Alec immediately dropped the phone and sprinted out of the office. He bumped into Mrs. Rose on his way out, apologizing as he ran. Bolting out of the front doors of the school, he stopped in the parking lot, searching for Heather’s car. It was still raining, but he barely noticed the water hitting his face. He spotted his sister as she got out of the car. She was holding her phone while she ran to meet him halfway. As soon as he reached her, he pulled her into a hug. She stumbled, surprised, but relaxed, hugging him back just as tightly.
“I’m sorry, Heather,” Alec said, pulling back so he could look her in the eyes. “You were right about everything. I need help. I shouldn’t have snapped at you.”

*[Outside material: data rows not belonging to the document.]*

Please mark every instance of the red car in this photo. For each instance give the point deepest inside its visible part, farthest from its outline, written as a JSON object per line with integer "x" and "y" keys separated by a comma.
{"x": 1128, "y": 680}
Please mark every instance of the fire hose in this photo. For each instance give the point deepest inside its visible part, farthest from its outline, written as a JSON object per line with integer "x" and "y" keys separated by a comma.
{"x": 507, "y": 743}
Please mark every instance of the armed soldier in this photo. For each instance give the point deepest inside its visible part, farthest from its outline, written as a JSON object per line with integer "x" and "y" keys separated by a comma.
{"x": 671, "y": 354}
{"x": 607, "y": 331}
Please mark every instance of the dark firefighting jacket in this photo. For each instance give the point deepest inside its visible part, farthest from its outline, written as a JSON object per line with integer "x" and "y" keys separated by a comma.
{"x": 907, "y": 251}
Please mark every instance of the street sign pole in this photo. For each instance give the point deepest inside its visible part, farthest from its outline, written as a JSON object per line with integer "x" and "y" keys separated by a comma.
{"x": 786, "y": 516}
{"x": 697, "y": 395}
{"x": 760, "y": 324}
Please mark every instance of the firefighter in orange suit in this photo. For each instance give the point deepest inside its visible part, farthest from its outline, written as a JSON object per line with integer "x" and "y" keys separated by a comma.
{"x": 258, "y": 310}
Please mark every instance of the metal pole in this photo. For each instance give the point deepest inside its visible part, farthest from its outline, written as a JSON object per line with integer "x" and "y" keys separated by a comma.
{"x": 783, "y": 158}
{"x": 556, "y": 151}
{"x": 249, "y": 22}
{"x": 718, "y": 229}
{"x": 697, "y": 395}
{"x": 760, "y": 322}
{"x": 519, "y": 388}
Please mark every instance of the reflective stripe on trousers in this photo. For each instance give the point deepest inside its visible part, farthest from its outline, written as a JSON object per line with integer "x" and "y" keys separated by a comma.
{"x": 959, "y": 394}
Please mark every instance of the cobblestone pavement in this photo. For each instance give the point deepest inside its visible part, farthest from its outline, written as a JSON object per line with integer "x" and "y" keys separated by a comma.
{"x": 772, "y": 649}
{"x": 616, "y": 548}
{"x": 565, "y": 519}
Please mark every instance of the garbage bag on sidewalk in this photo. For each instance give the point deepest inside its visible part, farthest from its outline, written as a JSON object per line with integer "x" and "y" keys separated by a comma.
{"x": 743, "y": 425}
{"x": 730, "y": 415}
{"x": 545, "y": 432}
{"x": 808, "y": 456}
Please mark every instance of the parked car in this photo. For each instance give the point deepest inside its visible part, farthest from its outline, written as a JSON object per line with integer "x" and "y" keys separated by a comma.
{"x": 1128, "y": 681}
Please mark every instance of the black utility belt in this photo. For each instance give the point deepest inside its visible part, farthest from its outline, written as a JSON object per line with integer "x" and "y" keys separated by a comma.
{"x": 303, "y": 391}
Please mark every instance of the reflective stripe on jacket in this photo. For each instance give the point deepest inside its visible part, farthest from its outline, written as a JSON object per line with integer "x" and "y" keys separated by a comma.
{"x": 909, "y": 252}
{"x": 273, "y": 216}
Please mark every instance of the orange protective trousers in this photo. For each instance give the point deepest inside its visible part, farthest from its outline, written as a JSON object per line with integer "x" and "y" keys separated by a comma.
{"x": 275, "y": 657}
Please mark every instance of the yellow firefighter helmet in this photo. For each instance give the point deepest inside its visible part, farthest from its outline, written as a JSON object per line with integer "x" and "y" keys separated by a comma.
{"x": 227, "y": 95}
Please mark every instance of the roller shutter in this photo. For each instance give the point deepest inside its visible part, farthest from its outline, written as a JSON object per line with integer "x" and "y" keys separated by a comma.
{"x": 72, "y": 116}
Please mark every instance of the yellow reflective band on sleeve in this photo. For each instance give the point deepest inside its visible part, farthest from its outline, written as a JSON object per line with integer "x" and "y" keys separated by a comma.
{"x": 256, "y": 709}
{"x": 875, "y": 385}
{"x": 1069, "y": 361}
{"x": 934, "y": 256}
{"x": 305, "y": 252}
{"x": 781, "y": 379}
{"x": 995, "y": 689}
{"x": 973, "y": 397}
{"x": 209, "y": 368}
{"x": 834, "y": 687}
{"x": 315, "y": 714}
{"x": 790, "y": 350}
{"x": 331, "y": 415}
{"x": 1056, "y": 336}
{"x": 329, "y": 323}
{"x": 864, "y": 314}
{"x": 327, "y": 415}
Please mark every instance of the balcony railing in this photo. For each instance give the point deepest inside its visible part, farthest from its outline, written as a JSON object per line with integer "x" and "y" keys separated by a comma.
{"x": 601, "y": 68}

“Alec,” Heather said, giving him a warm smile. Her eyes were full of tears. She hugged him again as he glanced back at the school doors where Principal Becker was standing. His arms were crossed, but a proud grin was spread across his face. A tremendous weight lifted from Alec’s shoulders. As rain poured down on the siblings, the burden they’d both been carrying lifted, and at that moment they both knew that they were on a better path—one they could travel together.